Welche Rückschlüsse kann man nun ziehen – in der Welt der grafisch-visuellen Kommunikation? Naheliegend ist, Anleihen in der Markenwelt zu machen. Denn schließlich gibt es schon so lange „männliche“ und „weibliche“ Produkte, wie es Marken-Marketing gibt. Verpackungen und Design sind immer schon eher auf die eine wie die andere Käuferschicht abgestimmt. Durch das gesamte Zeitschriftenwesen zieht sich die Geschlechtertrennung als konzeptionelles zentrales Element. Und der Erfolg scheint diesem Frau-Mann-Denken vollkommen recht zu geben.

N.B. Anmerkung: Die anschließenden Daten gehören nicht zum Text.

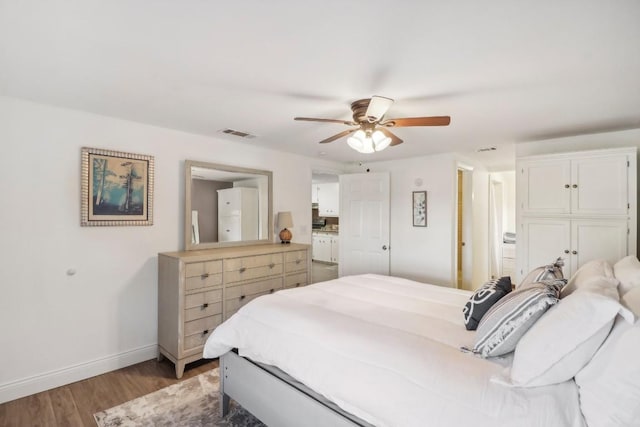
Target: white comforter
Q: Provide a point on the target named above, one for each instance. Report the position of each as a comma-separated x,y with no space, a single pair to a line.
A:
388,351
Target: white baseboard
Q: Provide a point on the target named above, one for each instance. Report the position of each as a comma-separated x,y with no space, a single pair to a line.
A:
37,383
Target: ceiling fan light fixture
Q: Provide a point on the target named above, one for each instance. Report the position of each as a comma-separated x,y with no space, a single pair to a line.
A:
363,143
380,140
378,106
356,141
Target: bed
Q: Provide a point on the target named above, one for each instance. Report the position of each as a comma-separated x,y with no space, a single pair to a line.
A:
374,350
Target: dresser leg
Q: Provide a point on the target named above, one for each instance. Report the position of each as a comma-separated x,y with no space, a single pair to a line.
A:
179,368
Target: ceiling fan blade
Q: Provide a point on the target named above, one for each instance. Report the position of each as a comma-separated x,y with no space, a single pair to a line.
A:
418,121
339,135
378,107
312,119
394,139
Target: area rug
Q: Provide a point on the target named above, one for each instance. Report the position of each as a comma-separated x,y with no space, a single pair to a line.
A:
193,402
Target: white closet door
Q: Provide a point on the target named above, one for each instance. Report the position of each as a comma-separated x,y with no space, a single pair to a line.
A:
599,185
545,187
543,241
598,239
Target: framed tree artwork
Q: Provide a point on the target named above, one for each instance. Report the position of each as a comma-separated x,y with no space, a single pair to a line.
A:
419,208
117,188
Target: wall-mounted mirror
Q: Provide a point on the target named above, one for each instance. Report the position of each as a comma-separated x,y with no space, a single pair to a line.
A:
226,206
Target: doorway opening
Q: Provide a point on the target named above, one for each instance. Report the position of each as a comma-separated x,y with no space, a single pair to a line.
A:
464,220
325,226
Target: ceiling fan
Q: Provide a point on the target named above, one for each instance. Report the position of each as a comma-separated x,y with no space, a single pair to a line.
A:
371,133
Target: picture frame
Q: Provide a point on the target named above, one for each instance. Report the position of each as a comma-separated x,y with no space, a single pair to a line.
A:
419,208
116,188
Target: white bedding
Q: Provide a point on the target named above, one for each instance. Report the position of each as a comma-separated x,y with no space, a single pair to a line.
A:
388,351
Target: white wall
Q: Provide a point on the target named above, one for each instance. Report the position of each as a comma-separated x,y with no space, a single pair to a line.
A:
420,253
426,254
508,180
625,138
58,328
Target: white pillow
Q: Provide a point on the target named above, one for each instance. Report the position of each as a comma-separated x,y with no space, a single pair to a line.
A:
609,384
588,270
627,270
631,300
567,336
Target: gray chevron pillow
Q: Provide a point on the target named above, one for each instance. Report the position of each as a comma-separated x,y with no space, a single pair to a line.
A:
545,272
483,299
510,318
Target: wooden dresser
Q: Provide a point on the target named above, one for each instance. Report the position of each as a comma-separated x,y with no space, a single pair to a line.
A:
198,290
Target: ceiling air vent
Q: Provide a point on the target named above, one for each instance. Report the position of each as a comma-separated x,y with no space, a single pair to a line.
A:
237,133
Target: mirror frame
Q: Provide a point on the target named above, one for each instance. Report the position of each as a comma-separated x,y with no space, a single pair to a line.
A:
188,166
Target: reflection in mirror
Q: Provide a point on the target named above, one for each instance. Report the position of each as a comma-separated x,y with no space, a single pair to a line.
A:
226,205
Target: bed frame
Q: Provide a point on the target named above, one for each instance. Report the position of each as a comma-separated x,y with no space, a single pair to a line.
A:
275,399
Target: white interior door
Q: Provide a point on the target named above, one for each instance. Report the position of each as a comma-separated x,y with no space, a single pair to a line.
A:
364,224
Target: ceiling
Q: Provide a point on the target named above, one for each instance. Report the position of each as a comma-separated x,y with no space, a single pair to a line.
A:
505,71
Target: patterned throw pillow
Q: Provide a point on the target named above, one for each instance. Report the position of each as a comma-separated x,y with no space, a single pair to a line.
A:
545,272
483,299
509,319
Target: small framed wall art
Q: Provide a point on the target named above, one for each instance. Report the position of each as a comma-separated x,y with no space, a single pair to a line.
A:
117,188
419,209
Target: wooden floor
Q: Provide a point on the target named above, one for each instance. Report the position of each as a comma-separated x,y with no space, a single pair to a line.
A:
74,404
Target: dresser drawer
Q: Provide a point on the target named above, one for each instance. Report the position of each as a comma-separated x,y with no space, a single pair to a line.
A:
201,325
233,305
295,261
248,268
194,269
295,280
203,275
247,289
203,310
196,340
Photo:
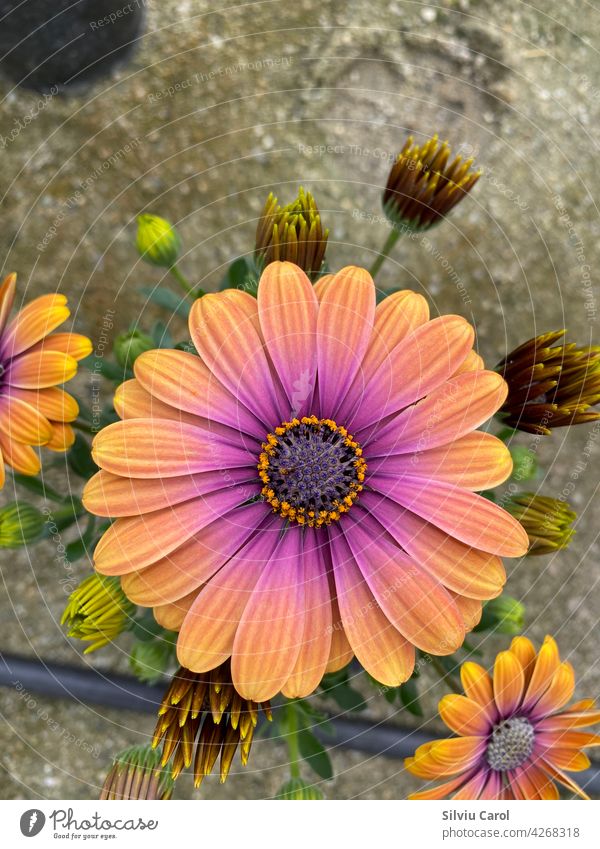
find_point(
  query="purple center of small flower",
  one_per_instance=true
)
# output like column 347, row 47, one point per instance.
column 312, row 471
column 510, row 743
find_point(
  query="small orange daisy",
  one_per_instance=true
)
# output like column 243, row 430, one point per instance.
column 33, row 361
column 516, row 737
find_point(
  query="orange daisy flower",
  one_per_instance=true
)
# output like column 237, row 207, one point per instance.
column 33, row 361
column 303, row 490
column 517, row 738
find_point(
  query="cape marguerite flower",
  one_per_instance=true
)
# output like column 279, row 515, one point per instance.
column 303, row 490
column 33, row 361
column 516, row 734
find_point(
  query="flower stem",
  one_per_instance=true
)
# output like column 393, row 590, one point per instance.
column 185, row 283
column 292, row 739
column 389, row 243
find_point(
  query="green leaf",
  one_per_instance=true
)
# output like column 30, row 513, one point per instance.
column 166, row 299
column 80, row 458
column 409, row 696
column 314, row 754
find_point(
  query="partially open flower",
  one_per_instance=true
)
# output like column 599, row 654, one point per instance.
column 550, row 385
column 33, row 362
column 424, row 185
column 203, row 717
column 547, row 521
column 137, row 774
column 157, row 241
column 19, row 524
column 292, row 233
column 97, row 611
column 516, row 736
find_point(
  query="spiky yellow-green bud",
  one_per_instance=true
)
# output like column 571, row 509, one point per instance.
column 424, row 184
column 20, row 523
column 97, row 611
column 157, row 241
column 547, row 521
column 292, row 233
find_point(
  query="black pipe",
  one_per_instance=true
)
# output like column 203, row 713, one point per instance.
column 89, row 685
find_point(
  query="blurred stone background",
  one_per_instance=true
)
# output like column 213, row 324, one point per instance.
column 221, row 103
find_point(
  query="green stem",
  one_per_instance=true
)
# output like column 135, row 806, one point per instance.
column 185, row 283
column 389, row 243
column 292, row 740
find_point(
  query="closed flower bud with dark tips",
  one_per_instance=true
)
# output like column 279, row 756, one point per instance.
column 550, row 385
column 424, row 184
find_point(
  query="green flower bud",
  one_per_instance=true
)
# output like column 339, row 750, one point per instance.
column 137, row 774
column 505, row 615
column 297, row 788
column 20, row 523
column 546, row 520
column 157, row 241
column 128, row 346
column 97, row 611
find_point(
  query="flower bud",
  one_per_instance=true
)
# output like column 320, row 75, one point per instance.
column 137, row 774
column 20, row 523
column 128, row 346
column 550, row 385
column 424, row 185
column 505, row 615
column 157, row 241
column 292, row 233
column 547, row 521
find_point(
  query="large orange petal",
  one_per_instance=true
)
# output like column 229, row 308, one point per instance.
column 395, row 317
column 36, row 320
column 268, row 639
column 509, row 682
column 106, row 494
column 288, row 309
column 558, row 694
column 421, row 363
column 344, row 328
column 40, row 369
column 224, row 330
column 73, row 344
column 316, row 638
column 23, row 423
column 476, row 461
column 381, row 649
column 463, row 569
column 183, row 381
column 452, row 410
column 153, row 448
column 194, row 563
column 465, row 515
column 546, row 664
column 465, row 716
column 416, row 604
column 22, row 458
column 208, row 633
column 52, row 402
column 7, row 296
column 478, row 686
column 132, row 543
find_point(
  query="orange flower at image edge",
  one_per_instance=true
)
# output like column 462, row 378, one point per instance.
column 33, row 361
column 516, row 734
column 304, row 490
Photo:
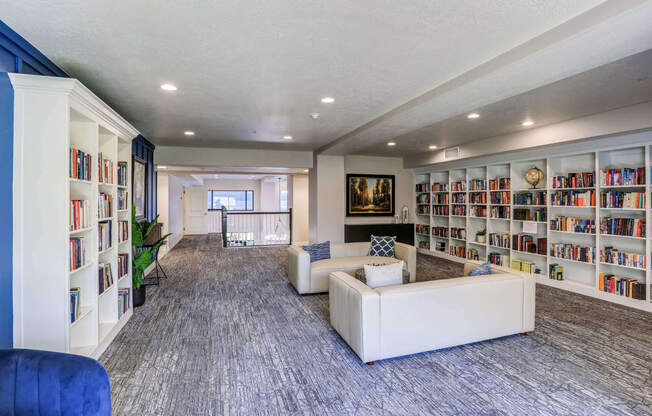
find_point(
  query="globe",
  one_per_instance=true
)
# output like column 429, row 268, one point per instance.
column 534, row 176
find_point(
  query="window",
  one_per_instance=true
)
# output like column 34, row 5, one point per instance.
column 232, row 200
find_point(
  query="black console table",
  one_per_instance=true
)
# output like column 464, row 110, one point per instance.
column 354, row 233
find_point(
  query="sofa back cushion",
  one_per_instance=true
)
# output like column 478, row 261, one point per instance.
column 320, row 251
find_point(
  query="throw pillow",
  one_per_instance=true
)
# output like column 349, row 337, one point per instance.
column 320, row 251
column 385, row 275
column 481, row 270
column 382, row 246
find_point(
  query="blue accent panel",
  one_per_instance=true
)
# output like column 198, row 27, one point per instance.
column 18, row 55
column 6, row 220
column 144, row 149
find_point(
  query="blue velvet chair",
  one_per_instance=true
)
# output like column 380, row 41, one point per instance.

Warum also nicht dieses funktionierende Prinzip auch auf „Normaldrucksachen“ und „Alltagskommunikation“ erweitern? Nichts spricht logisch dagegen (im Gegenteil, alle Forschungen belegen und bestärken), „weibliche Mailings“ oder „männliches Prospekte“, „Texte für Frauen“ und „Bilder für Männer“ zu machen und zu verwenden. Zumal sowohl die Print- wie erst recht die Online-Technologie mit ihrem Made-on-demand datenbankgestützt auf eben diese Merkmale zurückgreifen kann. Der Flyer für jünge Mädchen muss – da muss man nicht forschen, das sagt die Vernunft – anders aussehen wie einer für alte Männer. Warum also geschieht es in der Praxis noch so selten? Vielleicht, weil noch niemand so recht gefordert hat: „Tod dem Unisex-Design“ (unabhängig, wieviel Sex an einer Uni stattfindet …. 🙂
Nur weil es neu ist oder seltsam klingt, sollte man den Gedanken nach „mehr alters- und geschlechterspezifisches Design“ nicht zur Seite schieben. Sicher war es bis vor kurzem wirtschaftlich einfach nicht machbar – oder rein funktional gar nicht machbar –, solche Trennungen und Differenzierungen vorzunehmen. Doch eben, jetzt ist die Technik so weit. Printing on demand ist nicht für Kleinauflagen per se erfunden worden, sondern um genau solche Individualisierungen vorzunehmen. Leider muss man feststellen, dass die Printdesigner (im wesentlichen also die Webeagenturen) diesen Aspekt bislang kaum berücksichtigt haben – ein schweres Manko! Internetseiten reaktiv auf Eingaben, Anforderungen, Klicks der User zu generieren ist heute bereits vollkommener Standard und wird meist nur auf den Inhalt angewandt, sehr selten auf das Design.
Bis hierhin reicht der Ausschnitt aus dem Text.